> I thought there might be a chance that the bare infinitive in e.g. the conditional mood is derived from an older true mood...
CGEL says this:
Given that the three constructions in [24] always select identical verb-forms, it is inappropriate to take imperative, subjunctive, and infinitival as inflectional categories. That, however, is what the traditional grammar does, again retaining distinctions that were valid at an earlier stage of the language but have since been lost
[I'm taking a position that disagrees with this one, but it does address the use of mood in earlier stages of English.]
I feel that that may not directly address your specific question, but it's hard to know what that question is, since English conditional clauses do not use the form you identify as 'bare infinitive'.
> ...an older true mood (in the linguistic sense, i.e. a verb form that is sufficient to signify the mode)
This doesn't make sense.
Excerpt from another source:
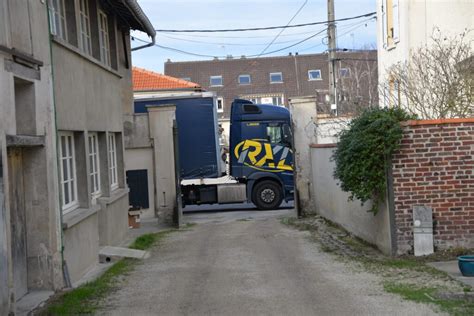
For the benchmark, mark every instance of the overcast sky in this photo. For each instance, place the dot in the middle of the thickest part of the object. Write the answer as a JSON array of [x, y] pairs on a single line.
[[230, 14]]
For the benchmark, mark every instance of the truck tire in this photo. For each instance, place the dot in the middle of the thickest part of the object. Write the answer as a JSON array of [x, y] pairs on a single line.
[[267, 195]]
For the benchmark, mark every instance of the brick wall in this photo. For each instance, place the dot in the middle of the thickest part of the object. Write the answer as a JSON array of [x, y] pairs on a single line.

A verb form is never sufficient to signify the semantic mode of a sentence. Nobody ever argues that Latin didn't have inflectional mood, but good luck identifying why a verb appears in the subjunctive if you can't see the rest of the sentence around it.
(There is a whole traditional taxonomy of different Latin subjunctives; the most common cases are conditional clauses, which use subjunctive mood to indicate counterfactuality, commands ("jussive subjunctive"), and wishes ("optative subjunctive"). Another case is "the verb is part of an indirect question". [Do indirect statements use subjunctive verbs? Nooooooooo...])
So, for English, we have a distinction in semantic modality that obligates us to use an exotically-conjugated verb. Why is this not an example of grammatical mood?